Can I Refuse To Testify Against My Husband Or Wife In A Maryland Assault Case?
Maryland substantive evidence law creates two situations where one spouse cannot be forced to testify against the other.
In a criminal case, such as a second-degree assault prosecution in Maryland, a spouse is granted a one-time right to refuse to testify against the other spouse.
There are some important things to note about the existence of this right, or privilege as is it called. It exists only between current spouses. It is not available to a girlfriend or boyfriend asked to testify against their girlfriend or boyfriend. It is not available to domestic partners. It is not available to those who used to be married.
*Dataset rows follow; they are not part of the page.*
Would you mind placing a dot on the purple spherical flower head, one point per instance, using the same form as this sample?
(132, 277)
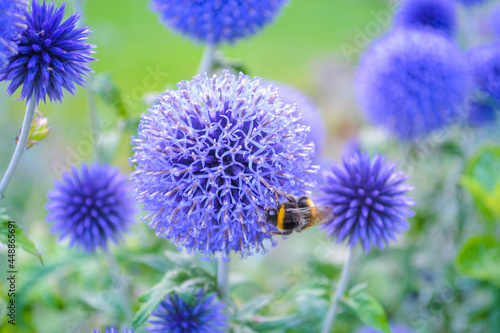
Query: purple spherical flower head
(434, 15)
(216, 21)
(211, 155)
(91, 206)
(494, 21)
(481, 114)
(308, 111)
(413, 82)
(470, 3)
(52, 55)
(13, 15)
(485, 66)
(394, 329)
(369, 201)
(189, 314)
(113, 330)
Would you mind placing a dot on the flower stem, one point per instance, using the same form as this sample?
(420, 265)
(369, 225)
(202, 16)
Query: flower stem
(207, 60)
(339, 293)
(223, 277)
(93, 115)
(120, 284)
(21, 145)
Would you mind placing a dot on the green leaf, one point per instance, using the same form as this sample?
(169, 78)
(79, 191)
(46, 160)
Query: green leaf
(482, 179)
(269, 324)
(153, 297)
(177, 280)
(367, 308)
(479, 258)
(20, 239)
(104, 87)
(255, 304)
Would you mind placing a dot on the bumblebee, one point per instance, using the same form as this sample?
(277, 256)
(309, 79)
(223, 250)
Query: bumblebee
(297, 214)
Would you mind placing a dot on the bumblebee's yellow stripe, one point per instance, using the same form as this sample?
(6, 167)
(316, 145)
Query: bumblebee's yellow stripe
(281, 217)
(313, 208)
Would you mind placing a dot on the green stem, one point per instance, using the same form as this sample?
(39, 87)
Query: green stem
(122, 292)
(93, 115)
(207, 60)
(21, 145)
(339, 293)
(223, 277)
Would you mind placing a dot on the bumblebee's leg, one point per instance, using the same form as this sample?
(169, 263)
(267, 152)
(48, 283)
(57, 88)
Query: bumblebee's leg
(291, 199)
(304, 201)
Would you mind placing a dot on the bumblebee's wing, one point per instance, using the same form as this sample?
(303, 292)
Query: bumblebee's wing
(315, 215)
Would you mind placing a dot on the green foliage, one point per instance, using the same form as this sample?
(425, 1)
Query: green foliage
(482, 179)
(479, 258)
(367, 308)
(20, 239)
(187, 278)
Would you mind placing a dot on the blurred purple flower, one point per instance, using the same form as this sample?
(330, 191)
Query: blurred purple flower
(470, 3)
(216, 21)
(481, 114)
(433, 15)
(52, 55)
(13, 15)
(195, 314)
(91, 206)
(413, 82)
(369, 201)
(485, 67)
(210, 155)
(113, 330)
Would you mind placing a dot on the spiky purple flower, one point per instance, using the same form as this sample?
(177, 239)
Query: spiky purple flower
(91, 206)
(216, 21)
(434, 15)
(210, 155)
(52, 55)
(413, 82)
(368, 198)
(188, 314)
(12, 21)
(308, 111)
(113, 330)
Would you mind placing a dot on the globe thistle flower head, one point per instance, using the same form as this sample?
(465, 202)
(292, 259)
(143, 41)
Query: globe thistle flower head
(217, 21)
(413, 82)
(433, 15)
(494, 21)
(188, 314)
(481, 114)
(12, 21)
(211, 155)
(113, 330)
(309, 112)
(91, 206)
(485, 66)
(369, 201)
(52, 55)
(471, 3)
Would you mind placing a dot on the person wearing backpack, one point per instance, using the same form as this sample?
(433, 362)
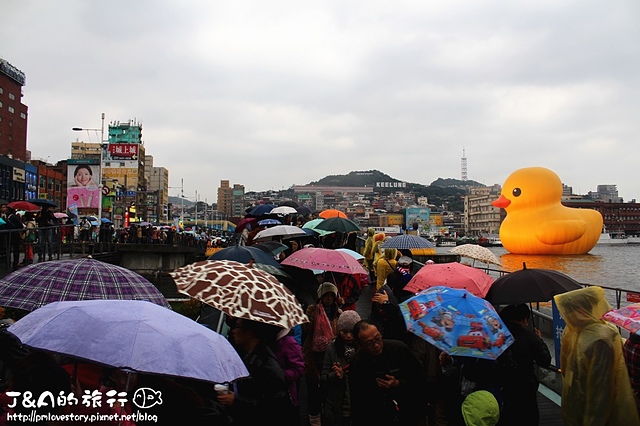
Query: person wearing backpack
(520, 387)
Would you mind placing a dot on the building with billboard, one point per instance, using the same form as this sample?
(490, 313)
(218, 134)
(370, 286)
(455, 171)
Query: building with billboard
(13, 113)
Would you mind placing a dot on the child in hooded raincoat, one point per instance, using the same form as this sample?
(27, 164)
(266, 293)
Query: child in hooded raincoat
(596, 388)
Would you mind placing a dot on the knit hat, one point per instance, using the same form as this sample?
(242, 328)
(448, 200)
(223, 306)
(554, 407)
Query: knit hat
(480, 408)
(327, 288)
(405, 261)
(379, 237)
(347, 320)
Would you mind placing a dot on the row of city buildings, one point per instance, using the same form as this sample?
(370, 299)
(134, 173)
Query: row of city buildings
(399, 209)
(111, 177)
(114, 178)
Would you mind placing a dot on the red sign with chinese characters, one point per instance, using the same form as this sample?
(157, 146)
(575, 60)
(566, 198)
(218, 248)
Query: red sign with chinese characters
(123, 150)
Secondly, it is a one-time only privilege. Once a spouse chooses not to testify against their husband or wife in a criminal case they can never make that choice again in a Maryland criminal prosecution. Indeed the court will retain records that the privilege has been invoked. Finally, this privilege never applies in a case where child abuse is alleged. As Attorney Eric T. Kirk will tell you.
If the State as its only evidence the testimony of an alleged victim who later chooses not to testify, obviously their case is in jeopardy. In many instances, the State may have other evidence that an assault occurred. Moreover, they may seek to circumvent the assertion of the privilege by offering evidence of spousal statements from a source other than from the lips of the spouse [e.g. 911 evidence].
Maryland law also creates another evidentiary privilege. A spouse cannot be compelled to divulge the contents of confidential communications that occurred during the time that the individuals were married.